Cut Strategy - Ever a reason to... just cut?

Hi - curious if anyone could explain (or just say there is no reason…) if there is ever a situation where it makes sense to just cut an expensive player mid-year if you don’t intend on keeping them.

I have a $42 Giolito who given the rest of my roster is likely a victim of cuts in the offseason. I’m also not likely to compete for the title at the end of the year, so I’m actively shopping him to contenders who could use a rental. While I’m not expecting a ton, I’m also not getting much/any traction at the moment.

With this as just one example, my general question: is there ever a case where it makes sense to drop a player like this midseason to open up cap space, even if there is no immediate subsequent move that I intend on making? In other words, I would drop Giolito - he’ll either get claimed or not, but definitely reauctioned - and so I’ll be rid his $42 within a week. But then do nothing with that. Is there any point to this?

First year playing, so haven’t done this/seen this, and was curious if there were any thoughts.

The disadvantage is the potential that you cut Giolito, he clears waivers, and someone gets a really good price on Giolito such that he’s a great keeper for 2022 (since the bidding would start at $21).

On the other hand, a benefit to just cutting a high priced player is that it might induce someone to make cuts to afford him (either to grab him on waivers or win him in a free agent auction). In one of my leagues, when Trout got hurt, he got immediately cut by a team in contention. I suspects that their expectations was that they’d clear cap space and grab some nice keepers who got cut when the team that won Trout had to clear salary cap. It didn’t exactly work out (IIRC, he just wound up with $12 Plesac, as the others got claimed before they got to him).

But anyway, I would always weigh the best offer you can get for a player against the benefit of clearing the cap space and roster spot. Sometimes that’s the better course of action rather than giving up a loan to move an expensive guy. For example, I’ve got a $22 Greinke in a 5x5 league where I’m really deep in SP that I might wind up doing that with (I only acquired him because he was part of an offer that I really liked and just wanted to accept that offer). He’s definitely not a keeper at $22 and I could potentially put the cap and roster space to better use once the Rule IV guys sign. Worst case if I cut him, I free up $11 and get him back for $11 for 2022. But it’s much more likely that I’d get the full $22 shortly after cutting him.

You could always try to sell him with a give back loan, i.e. sell for 42 with a loan of ~8-12. That would at least create a better chance of seeing him at auction next year vs cutting him and somebody keeping him for 23.

If you have no immediate need for the $ or roster spot, it is probably most logical to hold the player until the trade deadline.

I will say that prior to cutting a player that surely will get claimed or reauctioned, I strongly believe that it should be made known you are shopping the player (and will otherwise cut him eventually) - either via the trade block or the message board. It’s infuriating being near the top of the standings and a team out of contention randomly drops a player that will help another competing team. It’s potentially a gift to the teams lower in the standings.

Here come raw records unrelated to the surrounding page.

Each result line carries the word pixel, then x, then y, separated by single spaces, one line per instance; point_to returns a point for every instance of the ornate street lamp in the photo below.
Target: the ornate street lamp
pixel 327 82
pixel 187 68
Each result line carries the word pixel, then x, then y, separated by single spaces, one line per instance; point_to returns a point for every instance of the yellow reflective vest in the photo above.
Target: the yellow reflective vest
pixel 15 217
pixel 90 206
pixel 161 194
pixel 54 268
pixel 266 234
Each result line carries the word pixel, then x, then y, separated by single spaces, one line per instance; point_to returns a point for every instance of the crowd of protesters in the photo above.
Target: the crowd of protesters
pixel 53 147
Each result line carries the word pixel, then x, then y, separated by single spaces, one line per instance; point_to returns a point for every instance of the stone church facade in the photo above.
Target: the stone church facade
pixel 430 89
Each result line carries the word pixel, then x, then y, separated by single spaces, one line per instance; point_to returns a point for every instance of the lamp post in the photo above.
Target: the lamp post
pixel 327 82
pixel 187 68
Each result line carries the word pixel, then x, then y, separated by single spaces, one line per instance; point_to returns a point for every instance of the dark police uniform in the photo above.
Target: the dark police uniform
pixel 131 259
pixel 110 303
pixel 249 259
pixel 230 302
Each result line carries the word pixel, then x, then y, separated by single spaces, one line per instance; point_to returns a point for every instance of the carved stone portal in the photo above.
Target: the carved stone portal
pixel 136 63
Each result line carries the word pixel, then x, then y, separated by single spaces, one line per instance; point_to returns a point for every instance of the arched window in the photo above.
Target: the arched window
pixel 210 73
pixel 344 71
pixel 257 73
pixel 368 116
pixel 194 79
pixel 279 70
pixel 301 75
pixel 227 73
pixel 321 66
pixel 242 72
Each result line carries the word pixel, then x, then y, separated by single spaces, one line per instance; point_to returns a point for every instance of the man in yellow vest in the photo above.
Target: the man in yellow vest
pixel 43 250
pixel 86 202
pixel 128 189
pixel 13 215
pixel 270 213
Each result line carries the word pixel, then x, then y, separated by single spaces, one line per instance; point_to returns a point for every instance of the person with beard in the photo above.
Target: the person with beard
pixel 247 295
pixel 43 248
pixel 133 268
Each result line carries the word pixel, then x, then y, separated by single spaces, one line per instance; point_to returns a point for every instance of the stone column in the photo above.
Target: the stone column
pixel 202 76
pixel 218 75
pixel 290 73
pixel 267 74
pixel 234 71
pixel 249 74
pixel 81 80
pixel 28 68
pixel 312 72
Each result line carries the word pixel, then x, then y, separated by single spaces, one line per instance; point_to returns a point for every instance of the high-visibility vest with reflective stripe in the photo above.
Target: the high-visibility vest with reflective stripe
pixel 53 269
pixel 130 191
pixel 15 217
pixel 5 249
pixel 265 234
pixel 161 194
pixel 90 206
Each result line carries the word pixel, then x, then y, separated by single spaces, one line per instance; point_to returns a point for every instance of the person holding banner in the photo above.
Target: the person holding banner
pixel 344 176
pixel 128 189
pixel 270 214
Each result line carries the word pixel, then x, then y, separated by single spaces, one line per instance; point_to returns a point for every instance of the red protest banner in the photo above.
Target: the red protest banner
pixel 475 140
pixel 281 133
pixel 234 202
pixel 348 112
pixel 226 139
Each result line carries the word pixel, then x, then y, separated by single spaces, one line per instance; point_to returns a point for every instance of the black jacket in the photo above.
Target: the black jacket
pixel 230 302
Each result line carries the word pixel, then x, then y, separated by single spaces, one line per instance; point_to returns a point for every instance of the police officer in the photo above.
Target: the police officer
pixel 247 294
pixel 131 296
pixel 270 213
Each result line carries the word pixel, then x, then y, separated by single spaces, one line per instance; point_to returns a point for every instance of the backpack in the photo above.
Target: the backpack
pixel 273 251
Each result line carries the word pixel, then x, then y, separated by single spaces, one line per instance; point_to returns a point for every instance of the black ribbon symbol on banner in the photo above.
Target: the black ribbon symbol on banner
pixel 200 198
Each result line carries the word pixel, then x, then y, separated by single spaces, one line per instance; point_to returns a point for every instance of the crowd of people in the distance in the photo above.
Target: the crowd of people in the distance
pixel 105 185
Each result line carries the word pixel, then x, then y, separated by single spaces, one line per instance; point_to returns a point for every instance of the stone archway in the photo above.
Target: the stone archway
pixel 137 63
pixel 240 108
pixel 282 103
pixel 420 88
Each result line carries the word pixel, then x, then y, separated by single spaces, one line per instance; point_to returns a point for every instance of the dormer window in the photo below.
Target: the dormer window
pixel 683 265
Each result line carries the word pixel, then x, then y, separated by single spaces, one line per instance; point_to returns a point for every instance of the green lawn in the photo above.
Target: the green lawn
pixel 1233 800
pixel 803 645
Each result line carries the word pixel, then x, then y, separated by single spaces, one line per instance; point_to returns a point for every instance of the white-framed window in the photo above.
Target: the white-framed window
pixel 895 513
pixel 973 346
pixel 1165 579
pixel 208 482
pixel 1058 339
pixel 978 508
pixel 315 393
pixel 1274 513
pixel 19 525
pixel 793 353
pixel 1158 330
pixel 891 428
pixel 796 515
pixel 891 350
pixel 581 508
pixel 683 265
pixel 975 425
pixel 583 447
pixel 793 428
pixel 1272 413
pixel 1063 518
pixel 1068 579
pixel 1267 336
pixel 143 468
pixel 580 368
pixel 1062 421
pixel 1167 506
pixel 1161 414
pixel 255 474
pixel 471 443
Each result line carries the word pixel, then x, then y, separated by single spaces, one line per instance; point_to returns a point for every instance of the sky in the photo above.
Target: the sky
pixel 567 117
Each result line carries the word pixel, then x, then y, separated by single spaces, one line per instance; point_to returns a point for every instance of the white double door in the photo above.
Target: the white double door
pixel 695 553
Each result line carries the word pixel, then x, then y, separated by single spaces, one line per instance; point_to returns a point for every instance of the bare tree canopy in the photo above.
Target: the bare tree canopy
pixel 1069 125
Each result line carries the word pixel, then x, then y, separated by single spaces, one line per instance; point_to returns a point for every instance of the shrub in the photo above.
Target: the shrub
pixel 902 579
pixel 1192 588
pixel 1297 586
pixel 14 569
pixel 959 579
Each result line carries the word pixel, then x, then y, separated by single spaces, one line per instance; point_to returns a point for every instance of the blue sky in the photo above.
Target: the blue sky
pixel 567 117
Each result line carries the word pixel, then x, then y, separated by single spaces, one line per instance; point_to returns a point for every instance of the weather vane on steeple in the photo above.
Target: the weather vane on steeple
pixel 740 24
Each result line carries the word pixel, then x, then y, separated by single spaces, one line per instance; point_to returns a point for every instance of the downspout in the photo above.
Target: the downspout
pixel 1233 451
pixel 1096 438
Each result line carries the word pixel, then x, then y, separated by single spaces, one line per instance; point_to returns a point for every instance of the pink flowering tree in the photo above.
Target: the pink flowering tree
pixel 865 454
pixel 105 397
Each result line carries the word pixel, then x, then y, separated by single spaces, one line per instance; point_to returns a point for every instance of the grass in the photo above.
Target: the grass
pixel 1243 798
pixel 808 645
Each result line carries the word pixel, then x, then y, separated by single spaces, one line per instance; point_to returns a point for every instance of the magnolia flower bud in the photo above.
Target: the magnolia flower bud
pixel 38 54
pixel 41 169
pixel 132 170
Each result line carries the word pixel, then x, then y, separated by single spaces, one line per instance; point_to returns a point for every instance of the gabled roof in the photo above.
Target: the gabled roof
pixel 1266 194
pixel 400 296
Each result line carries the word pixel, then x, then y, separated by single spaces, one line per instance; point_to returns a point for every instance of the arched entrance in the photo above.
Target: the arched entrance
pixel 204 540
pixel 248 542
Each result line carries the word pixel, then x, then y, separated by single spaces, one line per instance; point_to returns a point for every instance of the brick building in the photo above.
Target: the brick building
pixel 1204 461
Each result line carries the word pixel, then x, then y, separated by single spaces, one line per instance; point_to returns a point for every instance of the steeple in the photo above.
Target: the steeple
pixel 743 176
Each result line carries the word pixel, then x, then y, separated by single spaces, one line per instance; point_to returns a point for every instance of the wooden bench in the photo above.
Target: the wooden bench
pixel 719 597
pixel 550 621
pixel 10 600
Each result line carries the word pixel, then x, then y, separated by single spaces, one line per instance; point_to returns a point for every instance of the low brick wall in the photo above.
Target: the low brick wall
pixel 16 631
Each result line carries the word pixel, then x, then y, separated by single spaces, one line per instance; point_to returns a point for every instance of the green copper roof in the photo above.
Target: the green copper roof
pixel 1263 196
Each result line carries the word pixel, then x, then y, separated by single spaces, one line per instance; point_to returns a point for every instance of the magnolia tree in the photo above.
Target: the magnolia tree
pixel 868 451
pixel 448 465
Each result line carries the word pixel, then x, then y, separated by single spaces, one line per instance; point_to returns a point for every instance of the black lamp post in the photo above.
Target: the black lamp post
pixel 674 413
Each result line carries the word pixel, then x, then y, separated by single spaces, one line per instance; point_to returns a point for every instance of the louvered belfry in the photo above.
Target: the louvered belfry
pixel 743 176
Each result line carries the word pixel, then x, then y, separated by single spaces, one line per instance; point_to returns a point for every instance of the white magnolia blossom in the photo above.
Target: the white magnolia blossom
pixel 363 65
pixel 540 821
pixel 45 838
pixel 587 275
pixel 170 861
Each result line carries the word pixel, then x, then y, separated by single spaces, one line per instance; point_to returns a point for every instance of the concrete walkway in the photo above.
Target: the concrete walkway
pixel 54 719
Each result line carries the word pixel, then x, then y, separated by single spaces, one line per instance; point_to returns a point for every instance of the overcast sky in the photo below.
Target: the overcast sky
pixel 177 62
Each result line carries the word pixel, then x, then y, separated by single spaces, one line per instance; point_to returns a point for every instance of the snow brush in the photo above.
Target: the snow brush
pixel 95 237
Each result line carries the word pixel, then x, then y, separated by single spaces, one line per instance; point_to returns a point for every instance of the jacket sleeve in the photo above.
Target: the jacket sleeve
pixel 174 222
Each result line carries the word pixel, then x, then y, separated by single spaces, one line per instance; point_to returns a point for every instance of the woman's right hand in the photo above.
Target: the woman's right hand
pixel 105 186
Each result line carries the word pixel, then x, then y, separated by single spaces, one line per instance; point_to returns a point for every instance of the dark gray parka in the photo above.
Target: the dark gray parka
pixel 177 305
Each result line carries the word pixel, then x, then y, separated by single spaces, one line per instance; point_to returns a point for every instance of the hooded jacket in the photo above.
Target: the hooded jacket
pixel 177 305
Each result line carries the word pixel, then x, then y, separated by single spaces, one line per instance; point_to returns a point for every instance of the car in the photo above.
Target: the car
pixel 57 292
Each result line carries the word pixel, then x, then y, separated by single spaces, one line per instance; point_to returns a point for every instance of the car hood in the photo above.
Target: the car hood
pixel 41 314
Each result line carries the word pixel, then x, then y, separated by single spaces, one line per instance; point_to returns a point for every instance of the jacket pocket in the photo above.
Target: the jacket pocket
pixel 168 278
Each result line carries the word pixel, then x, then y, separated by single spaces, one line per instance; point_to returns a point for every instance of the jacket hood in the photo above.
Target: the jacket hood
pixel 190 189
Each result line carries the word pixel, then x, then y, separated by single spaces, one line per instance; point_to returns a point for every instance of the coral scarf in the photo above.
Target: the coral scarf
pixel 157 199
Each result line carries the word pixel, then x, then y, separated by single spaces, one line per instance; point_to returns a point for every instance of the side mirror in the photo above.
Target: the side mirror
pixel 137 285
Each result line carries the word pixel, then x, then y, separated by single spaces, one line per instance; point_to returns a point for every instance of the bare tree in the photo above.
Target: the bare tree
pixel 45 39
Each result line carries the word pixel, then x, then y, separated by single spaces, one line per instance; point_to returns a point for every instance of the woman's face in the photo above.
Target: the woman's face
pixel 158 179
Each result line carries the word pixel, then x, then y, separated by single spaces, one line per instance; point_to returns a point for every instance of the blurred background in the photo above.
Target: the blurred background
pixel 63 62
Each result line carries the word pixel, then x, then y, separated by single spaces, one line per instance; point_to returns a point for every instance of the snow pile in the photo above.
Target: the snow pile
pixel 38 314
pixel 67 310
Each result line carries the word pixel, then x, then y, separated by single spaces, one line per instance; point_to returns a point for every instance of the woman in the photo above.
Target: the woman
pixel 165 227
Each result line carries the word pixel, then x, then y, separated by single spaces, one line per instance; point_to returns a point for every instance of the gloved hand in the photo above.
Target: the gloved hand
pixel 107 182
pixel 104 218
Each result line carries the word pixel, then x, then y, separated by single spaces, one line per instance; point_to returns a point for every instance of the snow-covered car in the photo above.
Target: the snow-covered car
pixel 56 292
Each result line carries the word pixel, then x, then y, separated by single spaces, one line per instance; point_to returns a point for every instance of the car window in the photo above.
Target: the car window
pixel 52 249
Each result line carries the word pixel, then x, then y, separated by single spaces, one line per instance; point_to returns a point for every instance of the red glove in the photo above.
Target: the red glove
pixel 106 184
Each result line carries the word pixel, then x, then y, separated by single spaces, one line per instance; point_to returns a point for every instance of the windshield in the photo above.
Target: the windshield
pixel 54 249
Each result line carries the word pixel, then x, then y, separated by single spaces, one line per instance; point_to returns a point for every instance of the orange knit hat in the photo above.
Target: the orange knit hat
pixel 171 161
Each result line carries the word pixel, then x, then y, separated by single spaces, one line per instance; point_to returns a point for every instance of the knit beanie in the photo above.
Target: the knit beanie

I realize you are asking from the perspective of the team doing the cutting - and to that, I would just say that cutting the player after the deadline should yield similar results to cutting them before (either they get claimed or reauctioned). Holding until then at least gives you the opportunity to trade with a team higher in the standings who is willing to part with some additional value.

Edit: After I posted, I realized holding said player also brings ‘tanking’ into consideration. If you do not plan to compete the current year, holding the would-be cut player out of your lineup (with the intention of cutting him later) could drop you in the standings and make your eventual waiver claims of other dropped players more valuable.

I’m going to go against the other opinions here. I think teams out of contention often trade away studs with big loans for too little of a return. If you aren’t getting any traction in a decent return for him, cutting him can make a lot of sense. However, you do need to pay attention to how much cap space other teams have. If someone is sitting there with $30 in empty cap space, then they could easily win him and you’d see no subsequent cuts. You want to try and cut him at a time when no team has a ton of cap space available. The other good option that was mentioned above is to trade him for a small return with no or minimal loan. Then he’s still overpriced and you have a shot at bidding on him whenever he gets cut (in-season or at the 2022 draft)


I would agree with walkerpilot here. A huge amount of cap room is often more valuable than trading a high-end player away for a few non-elite prospects. This allows you to scoop up future league cuts and aggressively take chances on potential breakout players as the year goes on and hopefully find a few breakout keepers. Plus, as alluded to, ideally you would do this if nobody in your league has a significant amount of cap space, and so the winner will have to make significant cuts of their own that you will be well positioned to jump on. It’s a bit of a gamble, but it can often be the preferable move (I cut a $50 Yelich earlier in the year for example).